From mom-and-pop corner stores to household-name brands, Canada’s family enterprises operate in every sector and touch every community across the country. In 2017, they generated almost half of Canada’s private-sector GDP and almost seven million jobs. This impressive impact – paired with some of the common characteristics of family enterprises – make them ideal allies for tackling the world’s most urgent challenges. Despite the pandemic crisis, business families across Canada remain committed to advancing the UN’s Sustainable Development Goals (SDGs).

For a number of years, the Family Business Network (FBN) has partnered with the UN through the Polaris initiative to leverage the power of business families to promote sustainability, says Bill Brushett, president and CEO of the Family Enterprise Xchange (FEX), which hosts the Canadian chapter of FBN.

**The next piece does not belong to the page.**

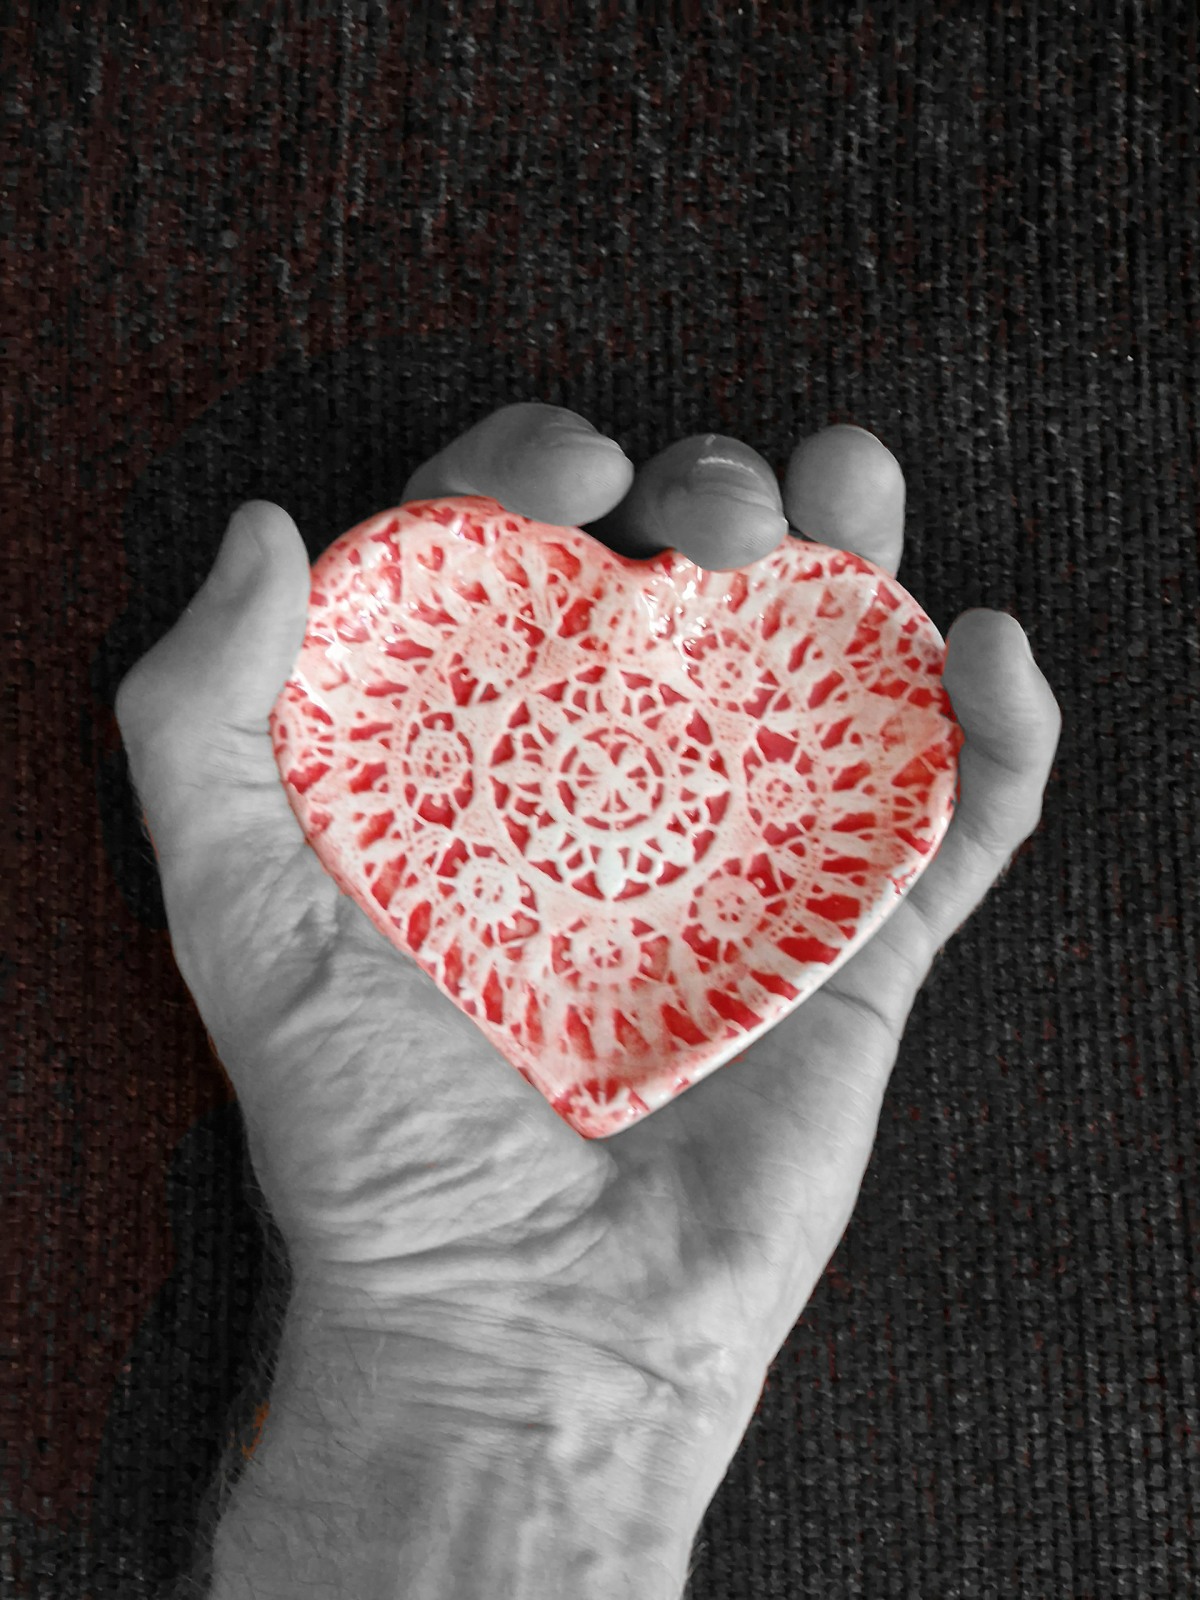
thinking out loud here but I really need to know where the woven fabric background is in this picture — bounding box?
[4,3,1197,1596]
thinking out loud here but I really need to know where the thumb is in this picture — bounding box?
[115,501,314,888]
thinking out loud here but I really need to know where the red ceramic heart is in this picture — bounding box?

“Family businesses are well positioned to take a leadership role on sustainability issues due to their substantial economic impact and because of the way they operate. “

— Bill Brushett, president and CEO of the Family Enterprise Xchange

“As an international network of over 16,000 members in over 65 countries, FBN is a dynamic community that connects business families globally. The partnership with the UN is about creating a movement within the family business community to step up and combine our efforts,” he says. “Family businesses are well positioned to take a leadership role on sustainability issues due to their substantial economic impact and because of the way they operate.”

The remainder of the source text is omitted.